- Main Contractor:IMOS Brno, a.s.
- Contractor (Project Manager):Petr Groda
- Acoustics Sound:AVT Group a. s.
- Acoustician:Martin Vondrášek
- Contractor For Foil Facade:IzoDol s.r.o. Jiří Doležal
- Project Manager:Sidon Schlehr
- Site Area:2600 m2
- Total Gross Floor Area:5450 m2
- Award:EU Mies Award 2019 Nominee
- Client:Leoš Válka
- Architects Team:Petr Hájek, Tereza Keilová, Cornelia Klien, Benedikt Markel, Martin Stoss
- City:Prague 7
- Country:Czech Republic
Text description provided by the architects. The DOX+ complex of buildings expands the DOX Contemporary Art Centre in Prague, the Czech Republic. The original complex focusing on exhibition areas was expanded by special areas for dance, music, film and a school of architecture. DOX+ consist of three buildings: administrative with the school of architecture, an experimental music and dance hall and a dance rehearsal room. The buildings are a single unit from the architectural aspect and this principle is symbolically expressed by the unified grey color and fluid interconnection of all parts into one whole. As a result, the complex can be perceived as a single structured statue.
The administrative area, with entrance lobby, club, and restaurant, serves as the ARCHIP school of architecture. This building originated on the basis of a renovation of the original building dating from the 1970s, and the typological arrangement of its inner core and open layout have been preserved. Renovation of the interior respects the materials used at the time the building was constructed (linoleum, wood veneer doors, terrazzo....).
The experimental music and dancehall and dance rehearsal room are cast using béton brut.
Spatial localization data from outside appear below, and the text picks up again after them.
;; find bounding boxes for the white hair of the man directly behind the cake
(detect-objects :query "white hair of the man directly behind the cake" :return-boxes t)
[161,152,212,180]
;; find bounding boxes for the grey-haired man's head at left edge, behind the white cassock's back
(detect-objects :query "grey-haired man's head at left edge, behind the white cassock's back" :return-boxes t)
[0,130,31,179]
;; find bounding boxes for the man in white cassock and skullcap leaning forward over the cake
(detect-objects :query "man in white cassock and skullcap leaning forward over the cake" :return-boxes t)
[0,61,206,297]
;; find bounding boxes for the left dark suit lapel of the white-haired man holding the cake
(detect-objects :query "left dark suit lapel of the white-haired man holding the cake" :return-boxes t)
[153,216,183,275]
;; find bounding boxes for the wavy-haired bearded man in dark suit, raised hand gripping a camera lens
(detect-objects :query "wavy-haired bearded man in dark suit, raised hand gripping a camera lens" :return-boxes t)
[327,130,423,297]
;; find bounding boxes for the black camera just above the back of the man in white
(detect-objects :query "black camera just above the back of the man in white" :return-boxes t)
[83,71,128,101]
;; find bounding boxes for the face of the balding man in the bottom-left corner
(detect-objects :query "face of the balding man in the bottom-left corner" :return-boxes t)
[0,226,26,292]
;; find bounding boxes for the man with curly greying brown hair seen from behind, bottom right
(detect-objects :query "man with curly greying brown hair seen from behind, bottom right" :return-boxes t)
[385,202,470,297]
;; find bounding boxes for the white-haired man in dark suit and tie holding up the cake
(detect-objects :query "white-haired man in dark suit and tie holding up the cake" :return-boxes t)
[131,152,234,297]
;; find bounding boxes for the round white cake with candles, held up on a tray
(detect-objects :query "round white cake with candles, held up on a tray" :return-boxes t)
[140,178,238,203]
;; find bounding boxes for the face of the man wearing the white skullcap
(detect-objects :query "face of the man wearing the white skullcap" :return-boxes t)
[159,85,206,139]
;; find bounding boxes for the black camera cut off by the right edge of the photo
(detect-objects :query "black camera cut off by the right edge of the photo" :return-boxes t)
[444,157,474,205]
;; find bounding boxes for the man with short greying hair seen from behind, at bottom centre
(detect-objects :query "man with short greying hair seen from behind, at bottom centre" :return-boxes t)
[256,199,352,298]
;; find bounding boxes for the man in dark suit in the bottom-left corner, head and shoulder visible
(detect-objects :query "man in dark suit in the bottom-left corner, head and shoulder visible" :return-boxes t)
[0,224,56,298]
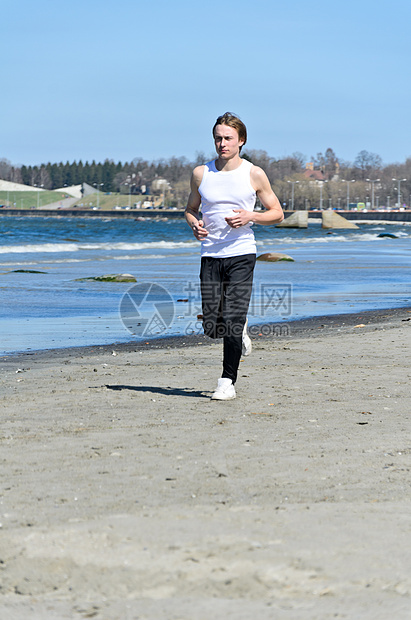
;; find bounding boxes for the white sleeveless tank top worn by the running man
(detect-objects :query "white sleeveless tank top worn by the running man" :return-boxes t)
[198,159,257,258]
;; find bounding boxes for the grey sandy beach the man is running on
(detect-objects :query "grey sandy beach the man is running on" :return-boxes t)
[0,309,411,620]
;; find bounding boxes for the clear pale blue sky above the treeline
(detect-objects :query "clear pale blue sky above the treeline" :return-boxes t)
[0,0,411,164]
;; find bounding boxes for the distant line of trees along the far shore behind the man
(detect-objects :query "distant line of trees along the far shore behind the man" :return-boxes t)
[0,148,411,206]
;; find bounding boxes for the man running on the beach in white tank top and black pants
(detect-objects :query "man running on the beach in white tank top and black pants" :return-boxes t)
[185,112,284,400]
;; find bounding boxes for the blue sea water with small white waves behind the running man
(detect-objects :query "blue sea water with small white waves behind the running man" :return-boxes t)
[0,216,411,354]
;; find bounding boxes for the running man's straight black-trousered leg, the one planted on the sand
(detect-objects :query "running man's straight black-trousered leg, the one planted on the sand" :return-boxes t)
[222,254,256,383]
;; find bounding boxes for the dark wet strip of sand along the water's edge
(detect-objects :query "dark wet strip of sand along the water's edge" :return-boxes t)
[0,304,411,370]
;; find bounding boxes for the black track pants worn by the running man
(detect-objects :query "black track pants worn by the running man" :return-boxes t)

The reinforced concrete buildings are “clothed” in a soft façade which protects them against freezing or overheating. The insulating wool is covered in a flexible insulating membrane which is anchored to the concrete in the pattern of a regular grid. The façade absorbs residual noise escaping from the hall and reduces the acoustic burden on the residential courtyard. Thanks to the pattern, which is based on furniture upholstery, the halls are reminiscent of two large sofas. An upholstered furniture pattern was chosen for its effectiveness in distributing tensile forces along the surface of the fabric. Enlargement of this pattern had no negative effect on its structural properties and, as a result, the plastic film does not tear in extremely cold weather as it shrinks, and tension is not lost when surface temperatures rise in the sunlight.
The hall has variable acoustics and can be compared to a musical instrument which can be tuned depending on the needs of the specific performance. The rotating three-walled under-ceiling panels and foyers are used for this. The three-walled panels are supported by a sound absorbent, diffuse and reflective surface and can be rotated to modify the acoustic properties of the ceiling, thereby changing the acoustic parameters of the entire hall. In order to extend the fadeout effect, the main hall is surrounded by a ring of foyers which can be used as fadeout chambers in the case of special performances. The addition of these areas to the volume of the main hall results in a significant extension of the fadeout period particularly in the lower frequencies.
The square floor plan also means there was no need to clad the walls in acoustic paneling. The hall has seating for 550 guests and has become famous for its acoustics during its brief existence. It is currently also used as a reference recording studio. The roof of the hall is a grassy meadow used for relaxation, outdoor installations or simply as a place for outdoor performances. There is a suspended bridge over the auditorium for acrobatic dancing. The dance rehearsal room has a floor plan with dimensions identical to the stage in the main hall. It “dances” above the inner courtyard on diagonal columns. The geometry of these columns is not random but avoids the traffic plan and technical installations below the floor tile.